I’m not trying to rub it in, I’m not trying to brag, but our book club is friggin’ AWESOME! We started with just a handful of women 13 years ago when my best friend, Charlotte, opened a literary coffee shop. The coffee shop was called Wuthering Bites. Oh, it was the cutest place ever. Art on the walls, musicians every few weeks, literary readings by prominent authors and fledgling ones (shyly raises hand). Sadly, it didn’t last. But the Wuthering Bites Book Club did. And it grew.
|The end-of-the-year potluck under Barbara's copper beech. Thanks everyone!|
(yes, we've all been photoshopped to look like Angelina Joli)
Yes, we meet once a month. We read the books. Mostly. When we don’t, we come anyway and are inspired to read them. Someone—not always the same person—might have some interesting back-story on the book or author (usually from our friend, Google). It’s not that hard to read a book a month. It’s just a few pages a night if that’s all the time you have. Of course, the books don’t suck. They’re not always to everyone’s taste, but that’s what makes the meetings so interesting. Books you wouldn’t normally pick up open your eyes to worlds you might never otherwise explore. We’re lucky: our group has a great and open dynamic, no know-it-alls or bad-mouthers. Maybe it’s the age. And we always try to talk about the book as much as we can—we’ve gotten very good at getting back on track—but yes, we also talk about life and death and heartache and illness and triumphs and efforts.
It is really really special. I don’t see most of the women outside of Book Club, but I would dearly miss them if Book Club no longer existed. I see the world through gentler eyes when I’m around them. Diverse ways of looking at the same things can have that effect on you.
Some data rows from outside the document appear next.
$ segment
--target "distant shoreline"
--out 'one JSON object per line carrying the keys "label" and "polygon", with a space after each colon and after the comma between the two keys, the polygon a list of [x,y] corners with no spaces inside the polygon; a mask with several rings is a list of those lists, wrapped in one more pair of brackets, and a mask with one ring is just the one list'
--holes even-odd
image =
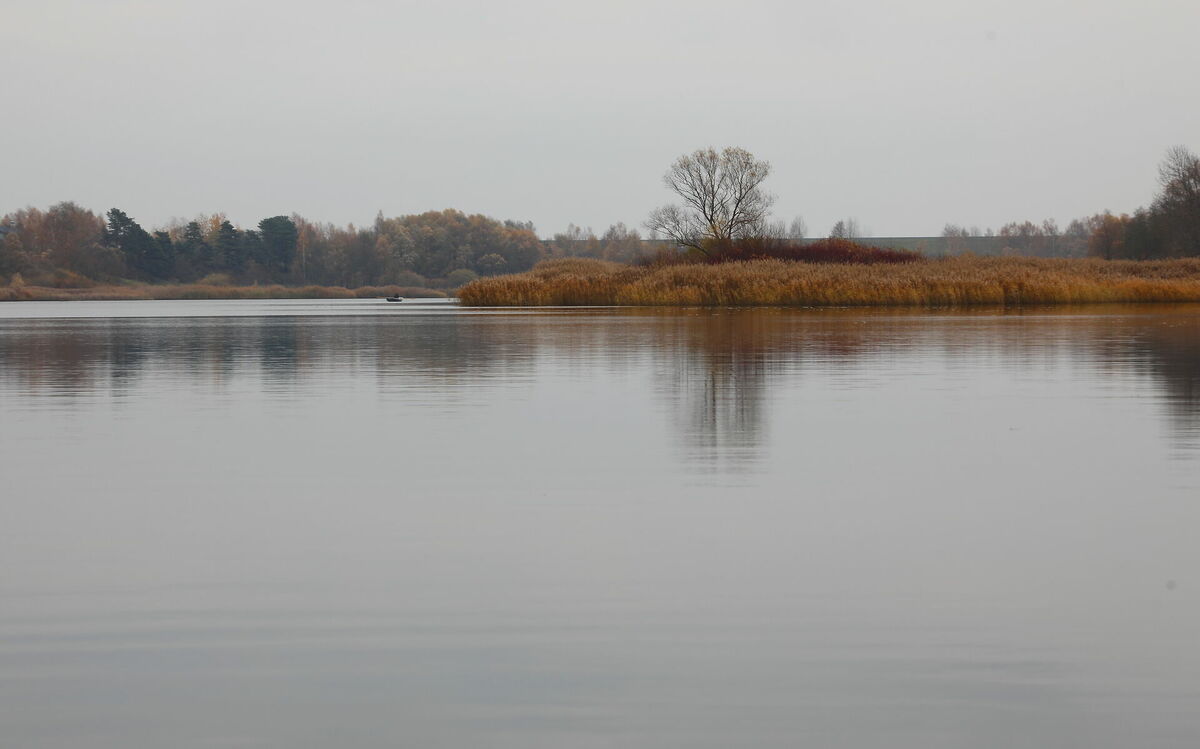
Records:
{"label": "distant shoreline", "polygon": [[953,257],[904,264],[749,260],[624,265],[579,258],[483,278],[473,307],[964,307],[1200,302],[1200,258]]}
{"label": "distant shoreline", "polygon": [[214,286],[208,284],[112,284],[59,289],[0,286],[0,302],[121,301],[139,299],[375,299],[387,296],[442,299],[443,291],[415,286]]}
You can see with your own eyes that every fictional and real life struggle has its natural trajectory. And that the human spirit triumphs every time. Even if it takes a while. Or seems insurmountable.
It is complex and it is simple.
It encourages us to read read read. And books and their authors need to be championed. Where would we be without our stories? I hold my head high when I extol the virtues of my book club. Even if I don’t always tell people our private—and very immodest––name for it.
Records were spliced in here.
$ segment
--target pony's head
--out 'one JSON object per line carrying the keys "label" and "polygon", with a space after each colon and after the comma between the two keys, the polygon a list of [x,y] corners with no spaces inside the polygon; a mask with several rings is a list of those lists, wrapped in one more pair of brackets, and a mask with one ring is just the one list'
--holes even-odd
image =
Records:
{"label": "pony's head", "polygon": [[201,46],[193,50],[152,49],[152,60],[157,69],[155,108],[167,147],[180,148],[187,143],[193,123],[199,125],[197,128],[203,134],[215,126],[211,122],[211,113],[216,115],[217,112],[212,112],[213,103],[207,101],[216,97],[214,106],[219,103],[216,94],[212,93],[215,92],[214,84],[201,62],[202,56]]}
(Okay, between you and me, it’s The World’s Best Book Club.)
Deb: I think it sounds just ducky. I am the world’s slowest reader so I would not be up on the books at the same speed as the others. But I believe that anytime, anywhere a group of people comes together to read, discuss, and trade ideas and concepts is a good thing. Not everyone has to be our best friend in our lives every day. It’s nice to have people from different walks of life come in and out of our world. It makes for a more meaningful life experience I think.
So onward and upward go ye of the book club. Keep sharing and supporting. Me? I’ll be the one in the corner with the wine and the Cliff Notes!